In Bad Taste
October 15, 2016
After national events of the past couple of weeks, I feel I must step forward. I’ve been silent far too long about this. It’s difficult to confess, and I’m deeply ashamed, but the truth must be told:
I am one of those people who are not attractive enough for Donald Trump to molest.
If I could do it over, I would. I’d go back and be born again, at a much later date, in a different gender and a much sexier body. Then I’d maneuver to sit next to him on an airplane or in a bar, and when he put his hand on my whatever, I’d turn and beam a big smile at him. Then I’d kick him in the balls and knock his teeth down his throat.
Which is not to say the women he’s groped should have done that themselves. It’s just a fantasy. But wait, Caitlyn Jenner’s pretty attractive and still, no doubt, has plenty of muscle. Can we arrange for her and Donald to meet in a club?
Probably, though, they’ve already met. I don’t know, I don’t keep up with celebrities.
Seriously, my fantasy illustrates a theme that’s been bothering a lot of people about the presidential race. It’s so vulgar. Did anyone think any candidate for high office in the U.S. would descend to such public crudity?
I have to admit, however—a real confession this time—that I’ve long been appalled at the vulgarity of American culture. I haven’t watched TV sitcoms since I was a kid, but when I happen to catch part of one and every joke is about sex, and stupid to boot, I ask myself: Is this all we Americans can think about? There’s nothing else funny in our country?
And though I have no qualifications as a psychologist, I suppose that so much joking about sex implies that in some ways we’re deeply uneasy about it.
Of course, I’m not a prude. In fact, I’m a child of the 1960s, when sex was invented. As a young man, I rooted for the revolution against the hidebound morality imposed by the antiquated folks past the age of 30. And, if I must say so myself, my novel The Big Happiness has some pretty darn good sex scenes in it.
Still, my distaste for Donald Trump is rooted not just in his policies (ignorant, biased, dangerous) or his fundamental character (selfish, devious, disrespectful, violent) but also in his plain boorishness. And a lot of my friends seem to have the same reaction. As my wife often says with a grimace, Ewwwww.
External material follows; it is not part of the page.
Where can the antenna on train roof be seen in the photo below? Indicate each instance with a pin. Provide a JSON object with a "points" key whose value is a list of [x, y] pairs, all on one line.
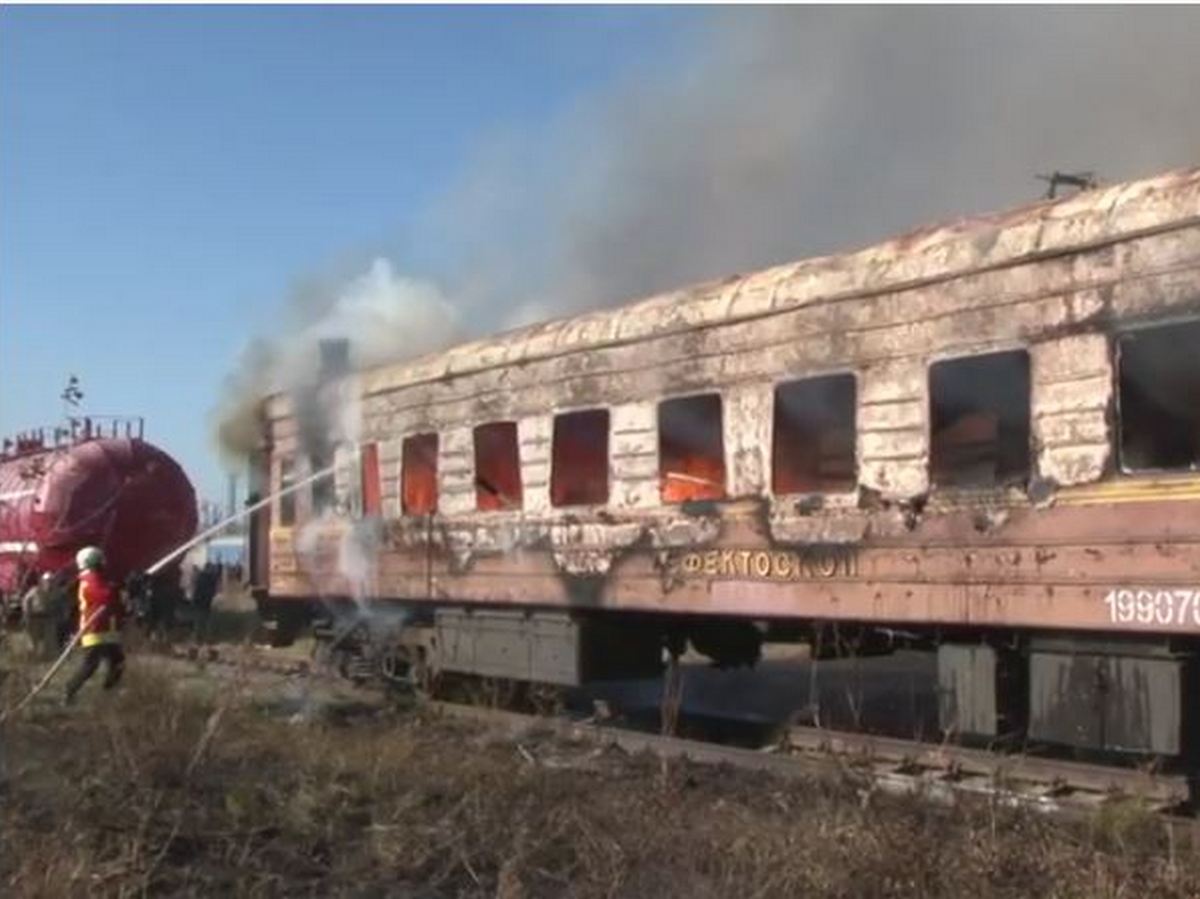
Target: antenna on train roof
{"points": [[1083, 180]]}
Confronted with Donaldian muck, the temptation is to respond in kind. For instance, I have to resist the temptation to refer to him as Ronald Rump—and worse, I’ve imagined creating a picture of his face merged with a bare ass. That would be totally juvenile, so I would never, ever do something like that, believe me, folks, never.
My fantasy about being reborn as a sexy woman so I can kick him in the groin is a more elaborate version of the same thing—responding in kind.
Therefore I post these remarks in bad taste to condemn the bad taste of the election season.
Which is an ironic way to say that our issues actually go much deeper than taste. Deeper, too, than (T)Rump’s own character issues. I’m genuinely worried about our national character. If even 40 percent of Americans vote for this guy, can we preserve the tiniest smidgen of self-respect?